E ora, tu sei disponibile... non è così?”. “Sì! Sì!... Sono
molto entusiasta! Se prima ero sconcertato e in crisi per
poter suonare come tamburo, ora sono sì ancora in crisi,
ma in quella crisi positiva della quale lei, maestro, mi sta
parlando: un non ritenersi mai strumento perfetto ma sempre
in progresso, sempre in esercitazione per una esecuzione
sempre più e sempre mai perfetta”.
“Ok, tamburo, così va proprio bene!”. “Senta un po’,
maestro... le vorrei chiedere una cosa, personale, non so
se...”. “Chiedi pure, tamburo!”.
“Ma lei, questa capacità, questa bravura da maestro; sì,
insomma... come lei mi ha fatto capire, non può essere
dovuta solo al fatto di aver studiato o di essersi esercitato
più a lungo. Vorrei chiederle proprio questo: da dove le
viene questa sua capacità di essere ‘maestro’?”. “E come
poterti rispondere, tamburo? Sarebbe impossibile fartelo
capire a parole... Cercherò di avvicinarti un poco a questo
segreto con la musica del concerto; poi tu lì capirai e lì
sentirai come non soltanto io, ma ognuno di voi strumenti
può allo stesso modo essere un maestro”.
“Ognuno di noi?”. “Sì... Nel nostro dialogo, caro tamburo,
forse tu non te ne sei mai accorto, ma non ero soltanto
io il vero maestro... eri anche tu maestro. Eri anche
tu, che a me hai insegnato cose nuove, realtà vissute e
autentiche, delle quali io potessi arricchire la mia personalità
di maestro. E se ora mi stai dicendo che mi apprezzi
come tale, questa capacità mia la devo ora proprio anche
a te, che in questo momento sei il mio maestro”.
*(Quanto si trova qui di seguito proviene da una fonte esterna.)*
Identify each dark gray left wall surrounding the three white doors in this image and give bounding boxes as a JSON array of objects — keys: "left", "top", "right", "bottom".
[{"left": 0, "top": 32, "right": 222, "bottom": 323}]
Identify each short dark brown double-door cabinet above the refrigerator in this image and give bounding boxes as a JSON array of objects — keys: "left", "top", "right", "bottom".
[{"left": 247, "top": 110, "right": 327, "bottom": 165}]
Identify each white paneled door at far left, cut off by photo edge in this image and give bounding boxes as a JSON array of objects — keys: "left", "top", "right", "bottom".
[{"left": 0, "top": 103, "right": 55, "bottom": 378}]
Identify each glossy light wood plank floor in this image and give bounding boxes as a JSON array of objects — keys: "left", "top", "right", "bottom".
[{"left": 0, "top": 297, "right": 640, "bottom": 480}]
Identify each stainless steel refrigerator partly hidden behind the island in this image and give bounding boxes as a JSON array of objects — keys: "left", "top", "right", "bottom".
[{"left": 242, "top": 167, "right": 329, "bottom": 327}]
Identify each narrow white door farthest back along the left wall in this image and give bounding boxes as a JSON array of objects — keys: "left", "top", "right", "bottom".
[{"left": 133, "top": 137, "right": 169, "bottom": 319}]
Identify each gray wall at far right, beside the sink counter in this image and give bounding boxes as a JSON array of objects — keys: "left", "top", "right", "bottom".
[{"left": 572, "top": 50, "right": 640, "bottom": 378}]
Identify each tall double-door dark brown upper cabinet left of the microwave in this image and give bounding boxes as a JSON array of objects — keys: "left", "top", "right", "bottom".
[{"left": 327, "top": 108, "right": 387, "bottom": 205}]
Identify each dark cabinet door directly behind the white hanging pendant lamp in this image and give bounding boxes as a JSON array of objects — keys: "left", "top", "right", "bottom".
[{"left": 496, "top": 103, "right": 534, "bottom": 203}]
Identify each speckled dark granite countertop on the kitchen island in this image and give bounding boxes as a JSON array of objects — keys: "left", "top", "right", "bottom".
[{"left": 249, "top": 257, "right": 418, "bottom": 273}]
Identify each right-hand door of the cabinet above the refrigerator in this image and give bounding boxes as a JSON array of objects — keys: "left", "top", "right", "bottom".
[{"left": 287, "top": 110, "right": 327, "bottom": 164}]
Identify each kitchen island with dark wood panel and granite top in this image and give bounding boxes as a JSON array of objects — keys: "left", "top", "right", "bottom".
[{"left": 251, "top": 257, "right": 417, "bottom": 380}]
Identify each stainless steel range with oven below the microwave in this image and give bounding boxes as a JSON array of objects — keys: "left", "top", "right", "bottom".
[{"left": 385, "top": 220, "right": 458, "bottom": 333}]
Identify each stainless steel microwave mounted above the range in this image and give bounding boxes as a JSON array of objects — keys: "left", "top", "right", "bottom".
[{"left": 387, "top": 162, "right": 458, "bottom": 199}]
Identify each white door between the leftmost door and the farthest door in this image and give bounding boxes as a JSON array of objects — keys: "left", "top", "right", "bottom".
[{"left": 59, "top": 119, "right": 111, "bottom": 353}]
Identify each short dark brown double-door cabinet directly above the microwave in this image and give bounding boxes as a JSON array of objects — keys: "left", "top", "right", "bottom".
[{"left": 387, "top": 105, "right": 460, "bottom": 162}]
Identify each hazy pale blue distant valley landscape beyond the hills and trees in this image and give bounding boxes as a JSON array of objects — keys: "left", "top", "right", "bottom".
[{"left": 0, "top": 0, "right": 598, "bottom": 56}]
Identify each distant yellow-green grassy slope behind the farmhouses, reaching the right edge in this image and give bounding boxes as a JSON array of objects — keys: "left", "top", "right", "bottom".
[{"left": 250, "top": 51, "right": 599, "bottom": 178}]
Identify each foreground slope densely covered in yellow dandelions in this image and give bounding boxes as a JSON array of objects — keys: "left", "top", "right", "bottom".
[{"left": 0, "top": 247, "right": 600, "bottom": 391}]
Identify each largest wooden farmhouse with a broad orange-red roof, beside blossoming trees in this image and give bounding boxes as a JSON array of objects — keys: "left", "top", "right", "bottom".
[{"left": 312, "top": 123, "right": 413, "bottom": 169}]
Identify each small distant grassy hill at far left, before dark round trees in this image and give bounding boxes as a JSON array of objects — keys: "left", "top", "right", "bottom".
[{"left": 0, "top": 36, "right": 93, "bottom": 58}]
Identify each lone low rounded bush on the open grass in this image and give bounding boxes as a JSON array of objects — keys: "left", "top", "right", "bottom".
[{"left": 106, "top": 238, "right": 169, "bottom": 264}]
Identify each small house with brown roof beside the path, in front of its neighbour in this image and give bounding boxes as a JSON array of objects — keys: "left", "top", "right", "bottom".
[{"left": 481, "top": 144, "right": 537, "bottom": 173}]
“Io, il tamburo... io, maestro di lei, maestro?”.
“Sì, proprio. E così ci avviciniamo, anche se ancora
molto da lontano, a quel segreto che tu vivrai durante il
concerto, che solo con l’esecuzione e con la musica può
essere scoperto e rivelarsi a te, e non attraverso le mie
parole; il maestro è colui che sa ascoltare, che soprattutto
sa ricevere... Mai anzitutto colui che dà: ma colui che riceve.
Ecco perché tu mi stai apprezzando: perché ti sto
ascoltando. E chi mi sta insegnando ora ad ascoltarti?
Tu stesso, tamburo: quindi, anche tu sei un maestro... e del
maestro”. “Ma, allora, chi è il vero maestro del concerto,
‘il Maestro’?”. “Questo è proprio il segreto del concerto.
La musica te lo farà incontrare; le mie parole, come ti
dicevo, qui, a poco ti servono; anche se ti dicessi chi è,
non lo riconosceresti affatto. Solo nella musica lo potrai
riconoscere”. “Dunque il concerto ce lo rivelerà?”.
“Sì. Non in pieno, però: solo in parte... sufficiente per
gustare la musica e desiderare di gustare e di sentire ancora
di più, interiormente e profondamente, anche dopo il
concerto”. “Fino a quando, maestro?”.
“Fino a quando gli strumenti non saranno più necessari,
e avremo soltanto la musica e quella realtà profonda e
infinita alla quale la musica conduce”.
“Qual è questa realtà, maestro?”. “Il Maestro”.